[Moved] qmake and cross-platform .pro files
I have a project with a rather complicated structure (subdirs and subsubdirs). Many of subprojects must contain in their .pro files similar lines. Of cource i don’t want to paste this lines in every project so i wrote .prf file and added in each relevant subproject’s .pro file this:
- CONFIG += ../common_lines
As you can see this file is one level upper in the directory structure. When i run qmake for such projects in windows environment it doesn’t look at common_lines.prf at all. But if i write in .pro files this:
- CONFIG += ..\\common_lines
everything works well.
For portability i wrote:
- CONFIG += unix: ../common_lines win32: ..\\common_lines
It did the trick but it looks ugly and redundant.
Is there any other way to do such thing? And why qmake converts / to \\ and vise versa in such variables as SOURCES but not in CONFIG?
9 replies
If i understand you correctly this does the same cluttering.
Example:
- #project.pro
- SOURCES += main.cpp other.cpp
- HEADERS += other.h
- include( common_sources.pri )
- include( common_settings.pri )
- #common_sources.pri
- SOURCES += first.cpp second.cpp third.cpp
- HEADERS += first.h second.h third.h
- #common_settings.pri
- VARIABLE_1 = value_1
- VARIABLE_2 = value_2
- VARIABLE_3 = value_3
With this scheme Qt Creator builds project’s tree containing all files from common_sources.pri. And when i have many projects with the same common sources these sources anyway will be in the project’s tree.
All i want is to include all common sources implicitly. And adding a relative path to the file containing common sources to the CONFIG variable does it. Except, as mentioned above, different path delimiters (or what is the right name for it?) on different platforms (windows and linux in this case).
As far as I know the sources added in a .pri are relative to the directory of that .pri. The file separator is a slash (”/”) in all .pri and .pro files, this works for me and everyone else that I know of.
So, what’s the problem with the setup of the .pro and two .pri files you outlined above? Does it work or not? You just told us that your .prf solution does not work.
If you always need the common sources you can of course merge the two .pri files into one single file.
Here are two pictures. First is when i use CONFIG (wich is non-portable with slashes).

Second is when i use include() (which is portable but look at project’s tree).

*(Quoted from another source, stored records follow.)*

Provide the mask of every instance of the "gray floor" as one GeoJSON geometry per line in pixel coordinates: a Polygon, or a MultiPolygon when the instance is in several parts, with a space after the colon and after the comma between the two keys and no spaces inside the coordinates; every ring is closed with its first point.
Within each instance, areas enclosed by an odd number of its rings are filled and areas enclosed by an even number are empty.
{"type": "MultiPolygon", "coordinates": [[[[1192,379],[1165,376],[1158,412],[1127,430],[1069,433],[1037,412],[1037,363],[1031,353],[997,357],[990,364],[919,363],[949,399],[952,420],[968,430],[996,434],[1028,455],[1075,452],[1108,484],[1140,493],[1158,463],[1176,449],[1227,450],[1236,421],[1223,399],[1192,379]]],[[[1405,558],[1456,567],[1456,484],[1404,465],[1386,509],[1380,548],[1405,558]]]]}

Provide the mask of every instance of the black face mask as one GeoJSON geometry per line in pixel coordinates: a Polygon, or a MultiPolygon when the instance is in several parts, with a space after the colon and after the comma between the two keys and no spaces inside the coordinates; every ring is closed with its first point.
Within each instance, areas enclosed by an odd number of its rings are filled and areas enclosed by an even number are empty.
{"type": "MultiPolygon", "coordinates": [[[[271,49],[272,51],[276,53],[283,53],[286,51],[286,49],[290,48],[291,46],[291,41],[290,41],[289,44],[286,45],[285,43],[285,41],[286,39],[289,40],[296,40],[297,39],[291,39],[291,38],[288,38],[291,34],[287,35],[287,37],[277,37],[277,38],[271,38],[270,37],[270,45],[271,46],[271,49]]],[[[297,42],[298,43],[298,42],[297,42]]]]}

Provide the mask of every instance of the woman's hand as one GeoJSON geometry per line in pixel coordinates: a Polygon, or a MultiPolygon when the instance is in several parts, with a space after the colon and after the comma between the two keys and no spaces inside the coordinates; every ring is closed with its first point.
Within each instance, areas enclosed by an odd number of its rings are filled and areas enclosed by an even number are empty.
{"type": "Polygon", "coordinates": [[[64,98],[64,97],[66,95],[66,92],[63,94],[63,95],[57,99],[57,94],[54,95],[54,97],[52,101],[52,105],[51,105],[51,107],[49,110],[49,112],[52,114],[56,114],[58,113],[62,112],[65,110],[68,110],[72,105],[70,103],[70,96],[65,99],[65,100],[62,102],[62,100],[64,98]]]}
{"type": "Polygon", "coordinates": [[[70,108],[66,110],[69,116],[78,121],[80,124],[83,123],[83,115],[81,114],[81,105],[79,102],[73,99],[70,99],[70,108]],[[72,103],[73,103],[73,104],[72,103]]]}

Both ways work but first is more complicated (with unix{}else{} or something like this for portability) and second creates huge redundant tree.
Here are contents of the files:
- ##mainProject.pro
- TEMPLATE = subdirs
- SUBDIRS += \
- project1 \
- project2 \
- project3
- HEADERS += \
- common/common1.h \
- common/common2.h
- SOURCES += \
- common/common1.cpp \
- common/common2.cpp
- OTHER_FILES += \
- common_includes.prf
- ##project1.pro (other projects have the same structure)
- HEADERS += \
- project1.h
- SOURCES += \
- project1.cpp
- #CONFIG += unix: ../common_includes else: ..\\common_includes
- include(../common_includes.prf)
- ##common_includes.prf
- COMMON_DIR = /path/to/common/dir
- HEADERS += \
- $${COMMON_DIR}/common1.h \
- $${COMMON_DIR}/common2.h
- SOURCES += \
- $${COMMON_DIR}/common1.cpp \
- $${COMMON_DIR}/common2.cpp
These different structures lead to the same object files. So their difference is only appearance in the Qt Creator (with common files appearing in every project or just in parent).
Copying .prf file to Qt dir makes me feel like creating global variables :)
I think i’ll use “unix: … else: …”-thing. It’s less redundant than the same files appearing in every project. And it doesn’t make any influence on Qt dir (so i can just copy project’s directory to other computer).